Dr. Humayon Dar said at a recent conference that a combined Islamic finance and halal industry could be greater than the sum of their parts, worth $3.5 trillion versus their current $2.35 trillion (I am assuming the article mistook billion for trillion). While it is unclear exactly how he arrived at the $3.5 trillion figure, I think the general idea does have some merit.
The two industries have developed largely separately and it is more common to hear people lament the lack of connection between the two industries than it is to hear about deals by Islamic financial institutions to provide financing for companies that serve the halal market. This is an unusual gap, because it seems to me that, when considering whether to use Shari'ah-compliant versus conventional finance, the halal industry would naturally have a preference for Islamic finance.

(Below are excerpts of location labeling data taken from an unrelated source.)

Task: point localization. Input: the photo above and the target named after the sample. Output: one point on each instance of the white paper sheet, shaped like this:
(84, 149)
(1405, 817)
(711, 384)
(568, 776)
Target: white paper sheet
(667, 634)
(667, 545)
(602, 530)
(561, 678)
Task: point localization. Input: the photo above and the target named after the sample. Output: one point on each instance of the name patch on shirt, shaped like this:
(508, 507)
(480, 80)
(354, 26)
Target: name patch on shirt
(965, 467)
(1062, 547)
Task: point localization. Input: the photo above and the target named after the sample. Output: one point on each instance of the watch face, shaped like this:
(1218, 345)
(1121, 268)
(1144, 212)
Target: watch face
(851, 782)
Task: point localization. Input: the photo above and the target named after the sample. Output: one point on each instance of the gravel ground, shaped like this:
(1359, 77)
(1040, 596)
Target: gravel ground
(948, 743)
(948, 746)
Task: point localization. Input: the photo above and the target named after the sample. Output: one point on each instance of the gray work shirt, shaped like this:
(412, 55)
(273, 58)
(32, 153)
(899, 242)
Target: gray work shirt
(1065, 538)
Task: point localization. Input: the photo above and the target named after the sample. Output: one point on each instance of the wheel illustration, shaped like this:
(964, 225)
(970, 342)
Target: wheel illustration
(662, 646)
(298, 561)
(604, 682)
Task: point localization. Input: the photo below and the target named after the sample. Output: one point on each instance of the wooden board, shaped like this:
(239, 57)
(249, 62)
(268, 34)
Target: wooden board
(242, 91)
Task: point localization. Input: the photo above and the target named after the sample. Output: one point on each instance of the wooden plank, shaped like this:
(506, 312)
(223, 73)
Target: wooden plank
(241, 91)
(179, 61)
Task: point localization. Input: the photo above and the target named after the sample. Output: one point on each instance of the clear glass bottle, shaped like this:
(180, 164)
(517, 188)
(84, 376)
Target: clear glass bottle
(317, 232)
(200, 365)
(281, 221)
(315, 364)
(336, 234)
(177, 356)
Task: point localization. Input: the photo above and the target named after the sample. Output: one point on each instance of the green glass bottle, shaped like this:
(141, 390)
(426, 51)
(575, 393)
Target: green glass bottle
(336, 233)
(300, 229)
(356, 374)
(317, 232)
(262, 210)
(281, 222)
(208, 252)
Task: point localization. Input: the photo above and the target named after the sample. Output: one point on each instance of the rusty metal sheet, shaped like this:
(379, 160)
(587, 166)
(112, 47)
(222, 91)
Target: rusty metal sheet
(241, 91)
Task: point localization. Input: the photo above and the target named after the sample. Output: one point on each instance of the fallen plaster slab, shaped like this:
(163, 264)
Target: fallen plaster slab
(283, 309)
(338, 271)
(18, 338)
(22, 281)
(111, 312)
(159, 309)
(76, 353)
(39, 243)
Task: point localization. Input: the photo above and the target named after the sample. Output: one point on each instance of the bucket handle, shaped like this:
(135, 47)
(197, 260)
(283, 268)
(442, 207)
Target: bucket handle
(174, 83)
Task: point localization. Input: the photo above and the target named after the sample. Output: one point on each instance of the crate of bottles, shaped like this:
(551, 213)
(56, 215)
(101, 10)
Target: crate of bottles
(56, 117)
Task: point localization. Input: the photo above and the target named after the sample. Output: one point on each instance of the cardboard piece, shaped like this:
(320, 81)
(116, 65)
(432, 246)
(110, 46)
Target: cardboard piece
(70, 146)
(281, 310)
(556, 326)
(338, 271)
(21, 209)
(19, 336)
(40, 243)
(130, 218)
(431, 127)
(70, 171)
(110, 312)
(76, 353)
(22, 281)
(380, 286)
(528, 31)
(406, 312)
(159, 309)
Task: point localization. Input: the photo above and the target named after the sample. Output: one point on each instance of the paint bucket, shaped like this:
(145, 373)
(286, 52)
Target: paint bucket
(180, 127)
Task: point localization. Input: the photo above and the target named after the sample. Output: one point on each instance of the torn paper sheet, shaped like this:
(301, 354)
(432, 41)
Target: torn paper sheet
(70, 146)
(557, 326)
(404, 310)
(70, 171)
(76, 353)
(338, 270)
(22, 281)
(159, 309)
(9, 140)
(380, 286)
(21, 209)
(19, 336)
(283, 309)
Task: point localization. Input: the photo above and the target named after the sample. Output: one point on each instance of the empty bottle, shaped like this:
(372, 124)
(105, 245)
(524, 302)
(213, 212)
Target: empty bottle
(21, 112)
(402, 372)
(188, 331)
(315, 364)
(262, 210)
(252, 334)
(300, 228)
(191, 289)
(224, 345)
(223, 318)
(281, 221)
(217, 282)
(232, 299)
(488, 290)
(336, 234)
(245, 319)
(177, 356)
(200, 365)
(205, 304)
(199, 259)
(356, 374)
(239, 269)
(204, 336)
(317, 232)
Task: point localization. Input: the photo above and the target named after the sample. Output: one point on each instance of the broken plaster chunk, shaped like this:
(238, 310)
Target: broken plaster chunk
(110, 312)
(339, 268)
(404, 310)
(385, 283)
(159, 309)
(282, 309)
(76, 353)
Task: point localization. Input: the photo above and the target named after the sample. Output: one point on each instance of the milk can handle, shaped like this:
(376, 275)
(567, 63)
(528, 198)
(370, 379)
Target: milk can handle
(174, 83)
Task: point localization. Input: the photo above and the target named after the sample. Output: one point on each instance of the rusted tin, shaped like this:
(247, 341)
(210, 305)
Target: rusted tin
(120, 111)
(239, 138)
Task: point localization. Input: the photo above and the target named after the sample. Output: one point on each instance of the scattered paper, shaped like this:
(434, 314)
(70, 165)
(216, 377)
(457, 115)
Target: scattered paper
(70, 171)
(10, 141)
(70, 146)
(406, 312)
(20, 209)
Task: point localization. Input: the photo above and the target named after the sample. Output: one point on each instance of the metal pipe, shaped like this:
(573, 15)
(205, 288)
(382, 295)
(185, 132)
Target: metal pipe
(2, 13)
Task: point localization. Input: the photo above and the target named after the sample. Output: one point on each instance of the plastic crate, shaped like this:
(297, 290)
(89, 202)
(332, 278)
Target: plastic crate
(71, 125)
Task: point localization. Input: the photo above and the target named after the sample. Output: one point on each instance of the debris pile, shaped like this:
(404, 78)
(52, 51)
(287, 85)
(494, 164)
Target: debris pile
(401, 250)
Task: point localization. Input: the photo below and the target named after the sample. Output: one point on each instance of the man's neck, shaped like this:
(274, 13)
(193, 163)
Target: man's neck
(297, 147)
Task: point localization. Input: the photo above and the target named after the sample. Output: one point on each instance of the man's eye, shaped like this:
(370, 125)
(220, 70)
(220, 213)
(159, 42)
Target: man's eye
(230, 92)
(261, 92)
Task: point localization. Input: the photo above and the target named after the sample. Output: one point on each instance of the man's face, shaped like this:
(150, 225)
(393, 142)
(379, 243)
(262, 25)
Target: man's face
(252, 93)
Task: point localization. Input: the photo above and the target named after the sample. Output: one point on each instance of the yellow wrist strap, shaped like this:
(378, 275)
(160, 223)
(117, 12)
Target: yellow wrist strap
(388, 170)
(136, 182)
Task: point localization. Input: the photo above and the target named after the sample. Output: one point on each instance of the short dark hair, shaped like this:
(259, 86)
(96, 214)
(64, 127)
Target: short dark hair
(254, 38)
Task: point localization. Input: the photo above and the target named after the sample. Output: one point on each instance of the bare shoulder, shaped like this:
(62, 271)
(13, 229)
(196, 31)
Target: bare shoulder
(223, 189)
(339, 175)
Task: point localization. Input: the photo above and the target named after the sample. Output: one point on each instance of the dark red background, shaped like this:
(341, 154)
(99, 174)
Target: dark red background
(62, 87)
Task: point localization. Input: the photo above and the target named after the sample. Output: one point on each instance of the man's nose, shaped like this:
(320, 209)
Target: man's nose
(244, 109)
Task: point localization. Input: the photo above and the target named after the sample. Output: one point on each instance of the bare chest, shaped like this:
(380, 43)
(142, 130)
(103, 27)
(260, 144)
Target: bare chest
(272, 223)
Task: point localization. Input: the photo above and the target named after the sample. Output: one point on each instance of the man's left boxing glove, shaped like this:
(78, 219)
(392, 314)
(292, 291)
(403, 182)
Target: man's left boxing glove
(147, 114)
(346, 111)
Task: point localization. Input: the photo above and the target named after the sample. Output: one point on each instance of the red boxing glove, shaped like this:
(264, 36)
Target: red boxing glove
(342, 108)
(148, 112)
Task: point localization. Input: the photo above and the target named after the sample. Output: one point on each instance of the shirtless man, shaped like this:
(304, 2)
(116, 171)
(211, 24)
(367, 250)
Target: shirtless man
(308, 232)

The mechanism, therefore, for why the industries would be worth more working together than they are alone is that Islamic financial institutions would provide financing to companies serving the halal market, replacing conventional debt financing with a Shari'ah-compliant alternative, which would lead to growth in the assets of the Islamic financial institutions.
I am not sure whether this would lead to greater growth for the halal companies, but it might since there are likely to be a portion who have growth with only equity financing, to avoid paying interest. Why then, if they are not using conventional debt, would they turn to Islamic finance only if the industries combined? There is not a clear answer except that Islamic finance has until now not placed a focus on seeking out companies serving the halal market, and have looked elsewhere to expand their financing.
The two industries should have a natural connection, and hopefully (if it is not already occurring) there can be growth of the two industries through greater interaction.